Leadership

Dr. Mary McAleese

Titles
Chair, Von Hugel Institute at St. Edmund’s College, University of Cambridge; Chair, Advisory Board of the University of Notre Dame’s Ansari Institute for Global Engagement with Religion
Religions for Peace Secretary General’s Advisory Council
Dr. Mary McAleese was the 8th President of Ireland, the first person from Northern Ireland to hold that role.

Mary McAleese was born into a Catholic family Belfast in 1951. She is the eldest of nine children and her family experienced first- hand the sectarian violence which blighted Northern Ireland for decades. As a consequence she became deeply involved in anti-sectarianism and inter-religious reconciliation and was co-author of a report on the Churches response to sectarianism commissioned by the Catholic Church and the Irish Council of Churches (which represents the main  Protestant Churches). She is a barrister and academic lawyer qualified in both civil law and Catholic Church canon law. She was the first female Pro-Vice Chancellor of the Queen’s University Belfast and is currently Professor of Children, Religion and Law at the University of Glasgow. She is Chancellor of Trinity College, Dublin.

From 1997 to 2011 she was the 8th President of Ireland, the first person from Northern Ireland to hold that role. The theme of her Presidency was Building Bridges and throughout her fourteen years in office she worked to heal the fractured politico/sectarian relationships on the island of Ireland and between Ireland and Britain. During her Presidency she invited and hosted HM Queen Elizabeth II on the first state visit to the Irish Republic by a British monarch. After leaving office in 2011 she spent the following year living in a student community in Rome (The Lay Centre) sharing everyday life with Muslim, Jewish, Orthodox, Catholic Eastern Rite  and Catholic students.

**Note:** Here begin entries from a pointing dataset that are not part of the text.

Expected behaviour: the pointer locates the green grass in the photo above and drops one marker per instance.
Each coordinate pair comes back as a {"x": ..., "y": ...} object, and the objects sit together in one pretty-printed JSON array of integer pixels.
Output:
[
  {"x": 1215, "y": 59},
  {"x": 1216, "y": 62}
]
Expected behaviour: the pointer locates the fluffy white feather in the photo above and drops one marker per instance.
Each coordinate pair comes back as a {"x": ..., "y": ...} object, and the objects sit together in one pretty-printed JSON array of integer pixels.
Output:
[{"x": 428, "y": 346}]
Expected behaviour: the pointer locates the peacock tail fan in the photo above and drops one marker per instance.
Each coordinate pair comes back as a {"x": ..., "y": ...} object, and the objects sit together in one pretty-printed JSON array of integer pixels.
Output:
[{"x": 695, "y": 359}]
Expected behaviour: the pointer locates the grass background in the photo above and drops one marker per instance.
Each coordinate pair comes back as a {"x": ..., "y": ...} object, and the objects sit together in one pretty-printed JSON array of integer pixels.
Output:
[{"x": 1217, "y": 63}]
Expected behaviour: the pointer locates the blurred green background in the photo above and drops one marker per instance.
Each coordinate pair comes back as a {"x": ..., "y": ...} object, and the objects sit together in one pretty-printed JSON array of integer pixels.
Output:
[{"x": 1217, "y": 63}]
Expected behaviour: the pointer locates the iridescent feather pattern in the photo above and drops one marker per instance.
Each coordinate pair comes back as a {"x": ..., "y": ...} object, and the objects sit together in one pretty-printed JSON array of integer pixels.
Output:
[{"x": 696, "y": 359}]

She is chair of the Von Hugel Institute at St. Edmund’s College, University of Cambridge and she chairs the Advisory Board  of the University of Notre Dame’s  Ansari Institute for Global Engagement with Religion, the foundation of which she championed. She is the author of Children’s Rights and Obligations in Canon Law; The christening contract (Brill 2019). In 2019 she was awarded the Alfons Auer Award in Ethics of the Catholic Faculty of Theology at the University of Tubingen. In 2020 she received the Woman of Courage Award of UNANIMA International at a ceremony in the United Nations HQ, New York.